Sweden’s latest mass timber structure is a celebration of placemaking.
The Sara Cultural Centre in Skellefteå, a city 125 miles south of the Arctic Circle in northern Sweden, is the world’s largest mixed-use timber development to date. Constructed of more than 13,000 m3 of locally sourced timber, the Centre houses a regional theater, museum, art gallery, library, and hotel.
The hotel, standing 75 m, is built from premanufactured
3D modules in CLT, stacked between two elevator cores made of CLT. The other program spaces in the Centre, which have more modest, low- to midrise heights, are built with glulam columns and beams
and CLT cores and shear walls. The prefabricated elements were produced in a local factory and assembled on site.
While it was somewhat natural for the Sara Cultural Centre to be constructed with wood—“It’s a timber city,” says Robert Schmitz, architect with White Arkitekter—it was also natural from an environmental standpoint.
Wood is the only renewable material we have today, continues Schmitz. “How do we face the climate crisis? How can we be part of the solution? We have to find new ways to build. We have to think differently.”
The design team did think differently on this project, as the integrated structural design eliminated the need for concrete in the load-bearing structure. This not only accelerated construction time but also reduced the structure’s carbon footprint.
In addition to its inherent sustainability, the Centre is a beautifully successful exercise in placemaking. “I think it’s a genuine example of how to do it,” says Schmitz.
The original site, an old bus station, “was designated for a public building, but [the city] could never find a suitable building,” says Schmitz. “We started with the competition, but the municipality had worked with these questions for years—prior to the competition—asking the people what do you see, what do you need to meet a livable space,” he says.
For the municipality, it was crucial to invest money back into the city, he continues.
“There has to be a combination, something to make the city center more attractive, so that people, businesses could come in,” he says. “They want to attract people that are attracted to a cosmopolitan way of life, but also attracted to nature.”
Indeed, the Sara Cultural Centre has attracted a number of people. “During the time we were designing the building, the CLT factory doubled its capacity.” In addition, since the Centre’s opening, many green energy companies have located to Skellefteå, providing 3,000-plus new jobs in the region.

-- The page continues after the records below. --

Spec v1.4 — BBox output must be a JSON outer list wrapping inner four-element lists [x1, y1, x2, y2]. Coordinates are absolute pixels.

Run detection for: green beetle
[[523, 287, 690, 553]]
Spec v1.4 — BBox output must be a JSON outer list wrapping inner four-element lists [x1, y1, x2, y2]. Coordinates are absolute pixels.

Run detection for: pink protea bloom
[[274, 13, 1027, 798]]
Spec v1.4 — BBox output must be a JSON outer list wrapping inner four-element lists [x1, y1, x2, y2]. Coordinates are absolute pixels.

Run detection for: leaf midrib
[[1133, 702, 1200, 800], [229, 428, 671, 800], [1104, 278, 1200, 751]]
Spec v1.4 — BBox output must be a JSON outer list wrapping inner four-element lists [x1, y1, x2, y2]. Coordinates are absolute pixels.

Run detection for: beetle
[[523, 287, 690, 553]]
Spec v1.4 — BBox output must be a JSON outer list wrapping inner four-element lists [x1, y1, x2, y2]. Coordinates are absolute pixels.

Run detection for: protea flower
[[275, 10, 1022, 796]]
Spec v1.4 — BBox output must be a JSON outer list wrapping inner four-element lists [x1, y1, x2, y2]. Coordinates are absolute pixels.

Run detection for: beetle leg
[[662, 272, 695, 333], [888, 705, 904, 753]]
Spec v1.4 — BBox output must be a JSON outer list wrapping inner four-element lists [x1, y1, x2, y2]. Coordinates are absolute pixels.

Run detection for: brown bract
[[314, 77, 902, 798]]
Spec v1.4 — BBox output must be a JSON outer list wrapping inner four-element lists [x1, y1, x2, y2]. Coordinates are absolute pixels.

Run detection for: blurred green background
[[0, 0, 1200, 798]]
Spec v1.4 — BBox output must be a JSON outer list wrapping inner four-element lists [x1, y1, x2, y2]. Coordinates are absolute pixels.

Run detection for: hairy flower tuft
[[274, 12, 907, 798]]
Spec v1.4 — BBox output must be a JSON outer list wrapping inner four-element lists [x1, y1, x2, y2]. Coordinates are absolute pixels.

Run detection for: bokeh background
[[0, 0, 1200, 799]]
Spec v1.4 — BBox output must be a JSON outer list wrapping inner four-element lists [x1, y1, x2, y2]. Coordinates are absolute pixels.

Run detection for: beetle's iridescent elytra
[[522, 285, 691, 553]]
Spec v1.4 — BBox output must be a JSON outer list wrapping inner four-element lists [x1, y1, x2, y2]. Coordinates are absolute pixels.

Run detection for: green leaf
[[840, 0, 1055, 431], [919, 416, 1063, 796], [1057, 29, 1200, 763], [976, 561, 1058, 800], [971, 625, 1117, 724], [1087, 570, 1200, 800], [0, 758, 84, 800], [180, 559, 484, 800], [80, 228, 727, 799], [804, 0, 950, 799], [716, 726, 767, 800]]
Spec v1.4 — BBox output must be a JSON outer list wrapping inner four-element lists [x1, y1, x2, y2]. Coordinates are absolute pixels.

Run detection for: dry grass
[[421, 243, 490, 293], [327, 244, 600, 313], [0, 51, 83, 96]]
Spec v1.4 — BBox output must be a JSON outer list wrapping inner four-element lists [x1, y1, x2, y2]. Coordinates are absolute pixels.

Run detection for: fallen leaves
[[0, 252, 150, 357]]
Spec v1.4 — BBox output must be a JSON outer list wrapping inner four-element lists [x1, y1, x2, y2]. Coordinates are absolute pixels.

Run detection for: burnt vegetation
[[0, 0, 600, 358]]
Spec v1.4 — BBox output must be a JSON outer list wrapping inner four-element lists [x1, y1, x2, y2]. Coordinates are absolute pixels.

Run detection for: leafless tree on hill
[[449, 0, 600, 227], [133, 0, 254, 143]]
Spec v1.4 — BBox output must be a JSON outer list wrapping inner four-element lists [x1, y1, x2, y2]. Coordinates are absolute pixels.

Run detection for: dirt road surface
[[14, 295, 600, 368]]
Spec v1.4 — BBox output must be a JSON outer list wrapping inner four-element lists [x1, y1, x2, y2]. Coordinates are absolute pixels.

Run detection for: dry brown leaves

The building itself can be used in many different ways and the spaces work independently and together. “When you’re inside the building, everything goes into each other with connected stairs and open spaces,” he says. For example, the main staircase can provide impromptu seating for lunchtime concerts.
Together, the facilities will benefit from one another and empower the local community.
As Schmitz puts it, “It is a democratic, ‘unprogrammed’ space for people to use.”